La voz antigua

La mirada del otro

La otredad es un concepto que manejamos con frecuencia, en el arte, en la filosofía, en la antropología, en la vida cotidiana: el otro y su otredad, el otro que no somos nosotros, el otro que nos asusta y nos atrae, el otro que nos amenaza desde sus características distintivas; en definitiva, aquel otro, ser, temido y desconocido por nosotros.

Quizás le tengamos miedo al otro porque sin su mirada que nos confronta, quedaría diluida la afirmación de nuestra propia identidad, y eso, nos aterroriza.

La Real Academia de la Lengua dice que la Otredad es la «Condición de ser otro», pero nada dice de si esa condición está fuera o dentro de nosotros, nada dice de la posibilidad de ser nosotros el otro, nada dice de la otredad del ser ajeno; ser, ajeno o enajenado por nosotros en nuestra propia construcción, en la construcción de la identidad perdida que naufraga en la mirada.

Pero hallarse en una mirada que no es la propia, no es, en ocasiones, perderse, sino encontrarse, reconocerse en la diferencia y crecer a partir de ahí, situarse en un sistema de referencia relativo que nos permita contemplar y comprender el mundo, pero para eso hay que dejar de lado el miedo, el miedo al cambio, el miedo a lo desconocido, el miedo al fracaso, el miedo a lo que pueda hacernos daño, y es ese un camino, que no todo el mundo está dispuesto a recorrer.
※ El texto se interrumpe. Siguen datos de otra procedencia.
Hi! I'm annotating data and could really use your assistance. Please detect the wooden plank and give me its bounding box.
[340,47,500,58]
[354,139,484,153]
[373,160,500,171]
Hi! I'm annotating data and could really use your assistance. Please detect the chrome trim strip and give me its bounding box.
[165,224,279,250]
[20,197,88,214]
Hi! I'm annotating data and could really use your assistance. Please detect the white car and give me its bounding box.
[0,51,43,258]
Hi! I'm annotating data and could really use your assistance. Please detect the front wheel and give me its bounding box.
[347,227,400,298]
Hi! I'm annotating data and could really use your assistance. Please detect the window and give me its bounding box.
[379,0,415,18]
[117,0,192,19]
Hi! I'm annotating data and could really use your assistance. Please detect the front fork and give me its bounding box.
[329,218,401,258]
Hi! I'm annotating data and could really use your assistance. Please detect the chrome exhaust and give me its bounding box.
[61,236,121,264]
El teatro, camina ese camino, el camino del otro, ese otro, camino, en el que el miedo, la atracción y la repulsa se combinan por igual.

Y es en ese camino, el camino del otro, en el que piedras y sillas nos invitan a parar, y es en ese camino, en el que nos encontramos, para, aunque sea por un instante, asomarnos al otro y poder hacerle justicia.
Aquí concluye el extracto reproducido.